I'm not ignoring the poll, but I had already decided to watch Harmagedon (aka Genma Taisen) for this Thursday. Back when I bought it, I had heard it was bad, and thrown it into my cart in the hope that it would be amusing.
Yeah, no. If I had planned this to torture y'all (which might have crossed my mind), it backfired spectacularly.
Starting the movie a day early saved my butt. When my eyelids kept sliding closed, I knew I wasn't going to make it through the movie in one go. No matter, I thought, I've at least put a dent into it -- I must have watched at least an hour!
I had not watched at least an hour. But I was determined to make it to that mark so that I could feel accomplished. I stood up, bounced around a bit, and took off my necklace to start twirling it around and around my finger. Starting the movie back up, I kept checking the time. 50 minutes...53 minutes...56 minutes...is it my imagination, or is this scene getting slower? 58...59...finally! I impatiently waited for Jo and his older sister to fly into the sunset (not romantic, nor (I hope) intended to be), and then shut it off.
Today, I tried to figure out where I left off from the chapter menu, and finally selected "The End Begins". Yeah fucking right -- the end was over an hour away.
I should probably explain the story, such as it is: Princess Luna of Transylvania receives a message for an unworldly entity warning her of Genma, a force that will swallow Earth completely, as it has done to countless other planets. With Vega, a cyborg from one of those worlds, she must assemble six other psionic warriors to fight this global terror.
If this sounds like a generic sci-fi quest film, that's because it is. There isn't anything this movie does well, and very little it does competently. Sound effects are frequently wrong, animation utilizes as many shortcuts as possible, voice acting is flat for the most part (and certain voices are definitely miscast), characters are horrible stereotypes, and the pacing. Oh my god, the pacing. It has to be experienced to be believed. I honestly thought that Jo would be the leader of the psionic warriors, since he gets more than 40 minutes of backstory. That would be understandable in a TV series, but not in a movie that is 2 hours and 15 minutes.
This movie is so bad that Jo saves Bambi...twice. This movie is so bad that a cop shoots a roller skate off a kid's foot without damaging the foot. This movie is so bad that the psionic warrior from India is named Yogin -- and yes, he is a yogi. This movie is so bad that there is a No play-like witch in the beginning that babbles out the plot, and the animators recycle her lengthy animation later in the movie. This movie is so bad that the most interesting part was when Vega accused Luna of being racist. This movie is so bad that there is a Psychic Wave Massage used.

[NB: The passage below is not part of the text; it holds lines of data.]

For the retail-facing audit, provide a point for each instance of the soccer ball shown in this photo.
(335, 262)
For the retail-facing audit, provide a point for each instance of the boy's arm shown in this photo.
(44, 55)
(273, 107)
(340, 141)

This movie is so bad that it should have been something that I was laughing at for two hours. Instead, I was yawning and pausing the movie to do other things. A lot.
I watched the interview with director Rin Taro because I wanted to learn the secret to why this film was so shitty -- was it source material, creative differences, executive meddling? Alas, the "interview" is less than two minutes long and has Rin Taro saying that the movie was a success because it was realistic.
Cue face falling neatly into palm.
When I think back on this film, I don't think realistic. I remember something so disasterous that it should never have gotten out of the planning stages. Someone should have understood what a pile of dreck that this would become. (Perhaps there is an answer in the director commentary, but it will take a stronger woman than me to find it.)
The only good thing about this entire disc is that it has a preview for the Revolutionary Girl Utena Black Rose Saga, which is awesome. I wonder if this was the way fandom discovered that CPM had picked up the rest of the series?